5. Toxicologie du chloral
Symptômes d’exposition :
- Le chloral et son hydrate présentent des propriétés identiques et agissent comme dépresseurs du système nerveux central.
- Les doses thérapeutiques (0,5 à 1,0 g) affectent peu la respiration et la tension artérielle, mais des doses plus élevées dépriment les deux.
- Des effets synergiques se produisent avec l’éthanol, amplifiant l’action du chloral.
- L’irritation de la peau et des muqueuses est un effet secondaire connu.
- Le métabolisme convertit le chloral en trichloroéthanol, le principal contributeur à ses effets physiologiques.
- L’excrétion se produit principalement par conjugaison urinaire des glucuronides.
Toxicité :
- L’ingestion orale de 4 à 30 g s’est avérée mortelle chez les adultes.
- Les études d’inhalation chez le rat démontrent une toxicité élevée, avec une CL50 de 440 mg/m³ pour une exposition de 4 heures.
- Une exposition chronique à des concentrations plus faibles (75 à 78 mg/m³) induit de graves lésions pulmonaires et la mortalité chez les rats.
- Une mutagénicité est observée dans le test d’Ames.
- Il n’existe aucune valeur limite de seuil (TLV) ou concentration maximale autorisée (MAK) établie pour le chloral, ce qui incite à une manipulation prudente similaire à la chloroacétaldéhyde.
Cancérogénicité :
- Le Centre international de recherche sur le cancer (CIRC) classe le chloral et l’hydrate de chloral dans le groupe 3 : « inclassable quant à sa cancérogénicité pour l’homme ».
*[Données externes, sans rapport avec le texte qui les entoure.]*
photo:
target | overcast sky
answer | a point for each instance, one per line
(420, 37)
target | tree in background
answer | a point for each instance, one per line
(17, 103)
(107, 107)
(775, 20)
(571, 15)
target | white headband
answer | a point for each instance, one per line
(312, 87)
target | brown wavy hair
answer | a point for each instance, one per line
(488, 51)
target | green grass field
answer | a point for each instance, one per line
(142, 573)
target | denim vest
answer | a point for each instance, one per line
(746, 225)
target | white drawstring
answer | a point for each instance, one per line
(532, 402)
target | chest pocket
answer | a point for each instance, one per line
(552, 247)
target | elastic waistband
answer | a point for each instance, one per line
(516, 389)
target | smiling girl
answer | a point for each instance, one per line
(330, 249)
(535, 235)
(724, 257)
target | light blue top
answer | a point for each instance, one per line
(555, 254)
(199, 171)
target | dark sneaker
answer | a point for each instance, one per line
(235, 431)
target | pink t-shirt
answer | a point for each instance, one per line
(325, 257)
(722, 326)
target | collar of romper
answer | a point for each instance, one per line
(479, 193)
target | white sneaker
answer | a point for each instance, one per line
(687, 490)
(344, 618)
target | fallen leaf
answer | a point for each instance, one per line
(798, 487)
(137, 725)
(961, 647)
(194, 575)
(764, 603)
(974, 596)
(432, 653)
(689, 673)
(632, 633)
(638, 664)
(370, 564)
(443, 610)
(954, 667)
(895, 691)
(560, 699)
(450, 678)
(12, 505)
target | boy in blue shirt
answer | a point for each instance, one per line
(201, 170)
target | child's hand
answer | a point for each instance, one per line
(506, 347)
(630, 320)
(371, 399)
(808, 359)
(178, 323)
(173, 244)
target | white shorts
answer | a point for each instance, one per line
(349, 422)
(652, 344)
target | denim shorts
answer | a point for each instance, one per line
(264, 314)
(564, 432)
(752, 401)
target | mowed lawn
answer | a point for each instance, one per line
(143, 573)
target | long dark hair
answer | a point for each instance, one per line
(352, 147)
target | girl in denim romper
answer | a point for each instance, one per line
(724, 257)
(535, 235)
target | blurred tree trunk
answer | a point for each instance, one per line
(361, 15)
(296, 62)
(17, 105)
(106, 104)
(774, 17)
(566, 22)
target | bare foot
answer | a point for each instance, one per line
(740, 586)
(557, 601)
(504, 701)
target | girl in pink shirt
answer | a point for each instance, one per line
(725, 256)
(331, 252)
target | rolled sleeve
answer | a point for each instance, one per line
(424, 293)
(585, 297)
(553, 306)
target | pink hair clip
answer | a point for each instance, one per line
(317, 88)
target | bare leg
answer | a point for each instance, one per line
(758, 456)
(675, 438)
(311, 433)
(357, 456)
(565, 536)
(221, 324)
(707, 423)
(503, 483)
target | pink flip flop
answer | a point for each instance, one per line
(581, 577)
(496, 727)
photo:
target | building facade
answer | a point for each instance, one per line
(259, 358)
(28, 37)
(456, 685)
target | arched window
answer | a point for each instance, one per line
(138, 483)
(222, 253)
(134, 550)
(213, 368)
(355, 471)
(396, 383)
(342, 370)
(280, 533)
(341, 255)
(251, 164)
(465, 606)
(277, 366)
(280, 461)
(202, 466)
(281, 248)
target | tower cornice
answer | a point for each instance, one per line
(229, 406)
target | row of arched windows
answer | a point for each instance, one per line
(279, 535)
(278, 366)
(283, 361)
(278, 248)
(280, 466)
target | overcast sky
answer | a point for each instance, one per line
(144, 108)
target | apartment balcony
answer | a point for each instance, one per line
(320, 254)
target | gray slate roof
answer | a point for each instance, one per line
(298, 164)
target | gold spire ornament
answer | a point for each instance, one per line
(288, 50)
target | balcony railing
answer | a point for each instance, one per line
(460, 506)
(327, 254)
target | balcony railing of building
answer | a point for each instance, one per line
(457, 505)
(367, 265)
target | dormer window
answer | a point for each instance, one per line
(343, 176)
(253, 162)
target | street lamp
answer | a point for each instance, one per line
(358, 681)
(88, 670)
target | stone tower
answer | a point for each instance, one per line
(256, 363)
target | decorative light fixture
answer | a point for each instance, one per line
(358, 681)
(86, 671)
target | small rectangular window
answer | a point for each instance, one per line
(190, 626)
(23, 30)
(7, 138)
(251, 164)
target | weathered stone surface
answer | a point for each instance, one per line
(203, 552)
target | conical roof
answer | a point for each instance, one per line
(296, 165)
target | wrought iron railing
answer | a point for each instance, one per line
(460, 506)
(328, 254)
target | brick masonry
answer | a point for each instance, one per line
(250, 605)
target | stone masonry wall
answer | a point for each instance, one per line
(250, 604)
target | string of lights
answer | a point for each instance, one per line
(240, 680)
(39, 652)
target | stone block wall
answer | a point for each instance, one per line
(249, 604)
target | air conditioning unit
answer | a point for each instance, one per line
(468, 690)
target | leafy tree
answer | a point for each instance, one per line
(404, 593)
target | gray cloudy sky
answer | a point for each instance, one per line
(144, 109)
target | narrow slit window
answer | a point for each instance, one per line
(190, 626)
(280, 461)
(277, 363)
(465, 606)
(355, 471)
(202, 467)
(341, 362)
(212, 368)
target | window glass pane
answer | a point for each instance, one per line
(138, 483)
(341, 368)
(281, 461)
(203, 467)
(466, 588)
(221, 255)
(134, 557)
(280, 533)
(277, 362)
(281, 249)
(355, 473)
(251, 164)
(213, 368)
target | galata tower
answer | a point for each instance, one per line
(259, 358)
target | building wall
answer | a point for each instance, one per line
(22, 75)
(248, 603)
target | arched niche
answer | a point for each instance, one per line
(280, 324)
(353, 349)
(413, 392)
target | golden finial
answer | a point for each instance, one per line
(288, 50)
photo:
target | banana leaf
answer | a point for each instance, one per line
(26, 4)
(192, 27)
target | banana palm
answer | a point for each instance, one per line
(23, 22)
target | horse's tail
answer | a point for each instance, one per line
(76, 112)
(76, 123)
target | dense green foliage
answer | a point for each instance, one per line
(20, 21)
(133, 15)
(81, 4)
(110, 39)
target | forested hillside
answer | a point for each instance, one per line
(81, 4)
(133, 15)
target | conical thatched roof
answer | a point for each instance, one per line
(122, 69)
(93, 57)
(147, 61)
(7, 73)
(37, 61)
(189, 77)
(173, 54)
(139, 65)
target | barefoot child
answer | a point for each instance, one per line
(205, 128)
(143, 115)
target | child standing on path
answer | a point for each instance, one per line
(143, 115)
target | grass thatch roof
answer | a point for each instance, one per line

- Bien que des preuves limitées suggèrent une cancérogénicité dans les études animales, les données sur les humains restent insuffisantes.
Classification UE :
- Sur la base de la directive 67/548/CEE, le chloral et l’hydrate de chloral sont désignés comme « toxiques » (T) avec les phrases de risque R25-36/38, signifiant une toxicité lors de ingestion et irritation de la peau/des yeux.